On a day as beautiful as today, it can be easy to avert your eyes from the road and admire the mountains bathed in white and pink, dappled in winter sunshine.
But it’s important to remember the roads are pretty damn hazardous, with the potential for black ice and slush after Monday’s snow.
Maybe you could walk, maybe you could take a bus, maybe you could work from home. But driving may be your only option.
So here are some tips from ICBC on how to drive on the ice. Safe driving!
- What is it? Hydroplaning happens when you lose control of steering and braking because your car’s tires lose contact with the road and float on a film of water. It can happen in rain or standing water. The faster you’re going, the more chance you have of hydroplaning.

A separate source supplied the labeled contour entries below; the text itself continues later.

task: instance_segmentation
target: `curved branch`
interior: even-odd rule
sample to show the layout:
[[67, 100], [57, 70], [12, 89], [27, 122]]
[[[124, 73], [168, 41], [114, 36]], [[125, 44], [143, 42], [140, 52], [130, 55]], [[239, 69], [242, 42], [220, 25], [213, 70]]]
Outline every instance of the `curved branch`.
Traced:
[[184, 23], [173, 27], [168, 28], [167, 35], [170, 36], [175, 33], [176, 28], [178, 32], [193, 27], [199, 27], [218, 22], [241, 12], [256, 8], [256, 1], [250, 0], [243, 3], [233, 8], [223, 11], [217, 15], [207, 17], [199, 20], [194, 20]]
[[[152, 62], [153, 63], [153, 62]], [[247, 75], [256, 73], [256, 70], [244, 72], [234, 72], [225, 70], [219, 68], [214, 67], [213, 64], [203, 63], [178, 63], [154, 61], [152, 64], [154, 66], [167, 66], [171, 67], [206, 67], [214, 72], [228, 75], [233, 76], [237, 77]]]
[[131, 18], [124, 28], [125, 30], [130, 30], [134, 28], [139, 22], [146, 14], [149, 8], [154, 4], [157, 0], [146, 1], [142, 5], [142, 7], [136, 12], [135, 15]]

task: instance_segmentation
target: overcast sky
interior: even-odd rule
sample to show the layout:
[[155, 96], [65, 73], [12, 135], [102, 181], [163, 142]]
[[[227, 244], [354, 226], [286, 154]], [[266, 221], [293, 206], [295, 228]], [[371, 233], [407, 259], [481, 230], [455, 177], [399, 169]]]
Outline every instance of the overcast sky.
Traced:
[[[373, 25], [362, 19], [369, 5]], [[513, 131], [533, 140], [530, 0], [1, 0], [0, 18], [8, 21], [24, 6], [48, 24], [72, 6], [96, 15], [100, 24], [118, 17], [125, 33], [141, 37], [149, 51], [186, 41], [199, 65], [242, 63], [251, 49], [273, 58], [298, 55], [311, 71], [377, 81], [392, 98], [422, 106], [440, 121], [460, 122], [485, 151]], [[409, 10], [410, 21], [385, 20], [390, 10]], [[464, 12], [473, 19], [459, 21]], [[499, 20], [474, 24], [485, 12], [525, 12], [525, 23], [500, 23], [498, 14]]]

- How to avoid it? Prevent hydroplaning by scanning ahead for large puddles and reducing your speed, especially during heavy rain. If hydroplaning happens, don’t brake — decelerate and drive straight.
- What is it? It is often impossible to spot black ice, which forms on relatively dry roads when water just below the surface freezes and expands, becoming an invisible, clear sheet of ice. Black ice often forms as snow begins to melt during warmer hours in shaded areas. It can cause your tires to lose grip on the road and skid.
- What to do? If you drive over black ice and your car starts to skid, decelerate and look and steer smoothly where you want to go. Don’t over-steer or brake, this could make it worse. Repeat until you regain control.
More winter driving tips:
- Consider carpooling – Maybe carpool with a friend whose car is prepared and is a confident driver, or at least wait until the road conditions have improved.
- Prep your car – Use winter tires or chains for snow and ice, and check conditions for your whole route on Drive BC before heading out. Here’s how to install snow chains:
- Do a pre-trip check – Check your tire pressure, which drops fast in the cold. Keep the gas tank at least half-full to avoid freezing, and top up your windshield wiper fluid.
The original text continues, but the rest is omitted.